Hak stared back blankly. "Sorry, mother."

"Hey!"

"A better question would be what you all were doing here in the first place, when my explicit directions were for you to get as far away as you could."

Yona sniffed and stayed huddled against Zeno, but finally looked up. "I was going to come back and help you. But Kija, Jae-ha, and Shin-ah ran off before I could even say anything to them."

"You know," Kija said, hissing in pain as he hobbled back toward Yona and the others with Hak's help, "when the princess first said that I should protect you too, I thought it was because you must be weak."

Hak's eyes narrowed. "Watch yourself, White Snake."

"But then I realized that it was because you have a tendency to take on every war by yourself and recklessly endanger your life."

"I'm pretty good at it, too," Hak said with a nod.

But then why did you come running after me?

"It used to always be that you would just almost get yourself killed protecting the princess, but now…" Kija shook his head. "Now I wonder when you took it upon yourself to protect the rest of us too. Why you protect everyone else but yourself."

Hak froze in place. He was Yona's protector. It was what he lived for and what he would die for. The others, however they might enjoy each other's company, did not fall under that protection. Maybe, then, he found himself watching their backs because they also protected Yona, and therefore protecting them was, in a way, protecting her. If he fell, they would still be there to take his place.

…But in the interest of Yona's protection, he shouldn't have sent her to haul off the dying idiots to safety. It would have been better to have her run with Yun and Zeno, who were still in good enough health to be useful. He could justify it by saying that Yona would never have left them behind and he was just anticipating her actions, but…that wasn't entirely true.

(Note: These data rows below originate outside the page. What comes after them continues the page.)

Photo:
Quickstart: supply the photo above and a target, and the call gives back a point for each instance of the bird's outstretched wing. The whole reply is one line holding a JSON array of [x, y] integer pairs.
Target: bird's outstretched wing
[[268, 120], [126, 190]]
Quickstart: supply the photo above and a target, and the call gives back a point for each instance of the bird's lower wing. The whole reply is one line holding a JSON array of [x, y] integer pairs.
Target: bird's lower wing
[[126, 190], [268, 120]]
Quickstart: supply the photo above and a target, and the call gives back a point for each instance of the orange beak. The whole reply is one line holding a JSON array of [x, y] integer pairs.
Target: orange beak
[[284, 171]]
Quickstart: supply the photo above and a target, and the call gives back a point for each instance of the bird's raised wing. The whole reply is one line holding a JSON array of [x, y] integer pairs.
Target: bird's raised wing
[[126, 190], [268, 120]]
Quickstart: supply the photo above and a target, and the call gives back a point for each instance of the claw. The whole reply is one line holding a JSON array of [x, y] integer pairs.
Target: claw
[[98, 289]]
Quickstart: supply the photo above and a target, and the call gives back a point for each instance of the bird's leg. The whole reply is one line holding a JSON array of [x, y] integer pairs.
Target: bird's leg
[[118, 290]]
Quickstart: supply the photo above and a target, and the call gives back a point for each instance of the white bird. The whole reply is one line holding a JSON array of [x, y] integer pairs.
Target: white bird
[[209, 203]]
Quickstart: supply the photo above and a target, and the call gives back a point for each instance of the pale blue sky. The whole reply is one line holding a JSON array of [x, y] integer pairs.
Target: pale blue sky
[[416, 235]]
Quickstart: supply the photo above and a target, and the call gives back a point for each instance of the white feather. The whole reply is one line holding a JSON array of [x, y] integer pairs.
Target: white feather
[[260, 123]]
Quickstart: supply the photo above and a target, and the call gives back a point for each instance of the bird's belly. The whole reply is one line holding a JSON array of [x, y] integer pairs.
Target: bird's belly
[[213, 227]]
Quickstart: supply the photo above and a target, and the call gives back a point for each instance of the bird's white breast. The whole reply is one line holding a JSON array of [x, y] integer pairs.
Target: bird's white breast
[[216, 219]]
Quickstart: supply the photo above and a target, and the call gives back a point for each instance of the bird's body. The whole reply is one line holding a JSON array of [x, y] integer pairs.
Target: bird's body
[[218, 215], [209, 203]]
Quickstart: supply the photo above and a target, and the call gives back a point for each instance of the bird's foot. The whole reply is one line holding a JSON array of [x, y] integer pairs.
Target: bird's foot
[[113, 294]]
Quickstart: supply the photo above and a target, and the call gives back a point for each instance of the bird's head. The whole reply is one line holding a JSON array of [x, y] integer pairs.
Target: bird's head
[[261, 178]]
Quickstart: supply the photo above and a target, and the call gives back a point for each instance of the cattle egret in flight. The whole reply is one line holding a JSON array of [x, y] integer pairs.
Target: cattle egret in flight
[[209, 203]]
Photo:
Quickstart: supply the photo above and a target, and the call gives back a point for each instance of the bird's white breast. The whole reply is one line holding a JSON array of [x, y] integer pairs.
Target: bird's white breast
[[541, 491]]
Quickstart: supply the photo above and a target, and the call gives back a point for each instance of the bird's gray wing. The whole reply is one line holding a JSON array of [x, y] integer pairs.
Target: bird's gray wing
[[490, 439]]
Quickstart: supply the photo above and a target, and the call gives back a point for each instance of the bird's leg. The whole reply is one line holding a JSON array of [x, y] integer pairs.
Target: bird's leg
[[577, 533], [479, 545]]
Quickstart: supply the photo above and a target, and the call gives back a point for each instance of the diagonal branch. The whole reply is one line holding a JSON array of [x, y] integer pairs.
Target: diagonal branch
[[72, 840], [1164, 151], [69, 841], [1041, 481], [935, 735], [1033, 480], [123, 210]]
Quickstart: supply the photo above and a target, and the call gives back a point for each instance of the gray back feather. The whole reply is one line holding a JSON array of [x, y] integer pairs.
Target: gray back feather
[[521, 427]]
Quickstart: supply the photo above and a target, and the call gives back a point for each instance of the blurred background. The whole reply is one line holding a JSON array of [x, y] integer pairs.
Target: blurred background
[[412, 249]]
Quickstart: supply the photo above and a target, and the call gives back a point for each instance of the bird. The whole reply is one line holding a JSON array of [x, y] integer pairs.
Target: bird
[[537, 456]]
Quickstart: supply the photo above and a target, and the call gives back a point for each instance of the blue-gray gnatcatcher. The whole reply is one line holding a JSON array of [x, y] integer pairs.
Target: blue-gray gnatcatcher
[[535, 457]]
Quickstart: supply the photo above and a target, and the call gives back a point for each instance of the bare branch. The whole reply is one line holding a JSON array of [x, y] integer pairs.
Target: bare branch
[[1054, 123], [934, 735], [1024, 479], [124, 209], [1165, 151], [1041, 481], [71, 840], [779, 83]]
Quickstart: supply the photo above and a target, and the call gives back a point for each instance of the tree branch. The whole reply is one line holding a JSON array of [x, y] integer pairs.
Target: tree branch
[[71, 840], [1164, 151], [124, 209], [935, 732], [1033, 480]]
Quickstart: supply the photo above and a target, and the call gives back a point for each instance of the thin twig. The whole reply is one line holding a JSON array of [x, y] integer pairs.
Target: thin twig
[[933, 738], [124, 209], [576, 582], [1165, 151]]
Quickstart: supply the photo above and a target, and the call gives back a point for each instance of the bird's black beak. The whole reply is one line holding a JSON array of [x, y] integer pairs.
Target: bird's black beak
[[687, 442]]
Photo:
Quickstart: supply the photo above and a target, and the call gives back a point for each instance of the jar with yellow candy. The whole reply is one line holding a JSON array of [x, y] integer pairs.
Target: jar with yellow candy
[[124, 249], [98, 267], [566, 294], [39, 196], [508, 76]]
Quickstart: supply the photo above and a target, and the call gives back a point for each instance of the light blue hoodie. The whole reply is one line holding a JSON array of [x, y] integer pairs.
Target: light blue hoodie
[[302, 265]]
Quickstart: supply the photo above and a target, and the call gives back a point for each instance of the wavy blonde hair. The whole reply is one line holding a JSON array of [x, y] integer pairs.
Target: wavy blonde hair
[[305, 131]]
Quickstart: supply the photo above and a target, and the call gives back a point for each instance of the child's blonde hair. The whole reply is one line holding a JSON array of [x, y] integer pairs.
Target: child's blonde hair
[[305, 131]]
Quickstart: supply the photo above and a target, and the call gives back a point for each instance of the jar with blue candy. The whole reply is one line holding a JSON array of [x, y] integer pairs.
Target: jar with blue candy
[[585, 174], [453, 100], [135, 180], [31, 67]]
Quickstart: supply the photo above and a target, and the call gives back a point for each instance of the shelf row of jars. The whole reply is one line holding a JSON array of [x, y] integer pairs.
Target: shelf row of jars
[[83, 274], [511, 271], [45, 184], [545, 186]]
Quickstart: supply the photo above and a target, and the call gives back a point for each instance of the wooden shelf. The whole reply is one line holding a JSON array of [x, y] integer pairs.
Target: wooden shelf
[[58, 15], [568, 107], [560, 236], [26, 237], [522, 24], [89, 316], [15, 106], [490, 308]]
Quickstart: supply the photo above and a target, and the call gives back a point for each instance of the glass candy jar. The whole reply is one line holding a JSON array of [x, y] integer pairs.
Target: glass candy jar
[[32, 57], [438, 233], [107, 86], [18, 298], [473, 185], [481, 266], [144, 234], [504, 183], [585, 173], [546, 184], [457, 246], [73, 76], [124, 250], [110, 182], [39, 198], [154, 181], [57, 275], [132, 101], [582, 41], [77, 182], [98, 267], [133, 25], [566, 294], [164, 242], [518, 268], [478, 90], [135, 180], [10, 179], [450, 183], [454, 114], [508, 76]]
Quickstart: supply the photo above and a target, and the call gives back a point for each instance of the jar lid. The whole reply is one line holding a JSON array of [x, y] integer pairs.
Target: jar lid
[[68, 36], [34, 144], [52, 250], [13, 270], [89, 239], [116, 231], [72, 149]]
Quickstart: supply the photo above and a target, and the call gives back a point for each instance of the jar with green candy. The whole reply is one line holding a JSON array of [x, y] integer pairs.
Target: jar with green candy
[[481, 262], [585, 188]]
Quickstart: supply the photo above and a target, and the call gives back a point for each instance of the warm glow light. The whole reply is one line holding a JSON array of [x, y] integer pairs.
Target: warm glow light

"You're wrong," he said flatly, unhooking Kija's arm from his neck and leaving the dragon warrior to collapse to the ground in an unceremonious heap. "I only particularly care about the princess."

"Ow!" Kija yelped. "What was that for?"

Slipping his arm around Shin-ah, Hak took possession of his new charge. "Droopy Eyes, take the White Lizard instead. I'd rather have the one who doesn't have such a big mouth."

"Lizard?" Kija screeched.

Jae-ha chuckled and complied, tugging Kija back up off the ground.

"Well, 'White Snake' doesn't annoy you the same way it used to," Hak said expressionlessly. "Come along, or you'll have to slither all the way back to camp on your belly."

Ignoring Kija's furious spluttering, Hak helped Shin-ah stagger slowly over to Yona, Zeno, and Yun. He ran his gaze over Zeno one more time, confirming that the wounds were sealed and gone. That didn't erase the pain and horror of the bloodbath, but it was enough for now. They could get the full story on that once everyone had their wounds treated and was resting.

Yona finally tore herself away from Zeno to stand and tilt her head up to meet Hak's eyes. "I'm glad you're okay," she mumbled. Her lips trembled, but she held back the glassy sheen of tears in her eyes. "But don't do that again."

He shrugged. "I'm your protector, Princess. I do what I have to do."

But as he swept his eyes over the bedraggled dragon warriors and Yun fussing over them, he wondered when he had branched out and become everyone else's protector too.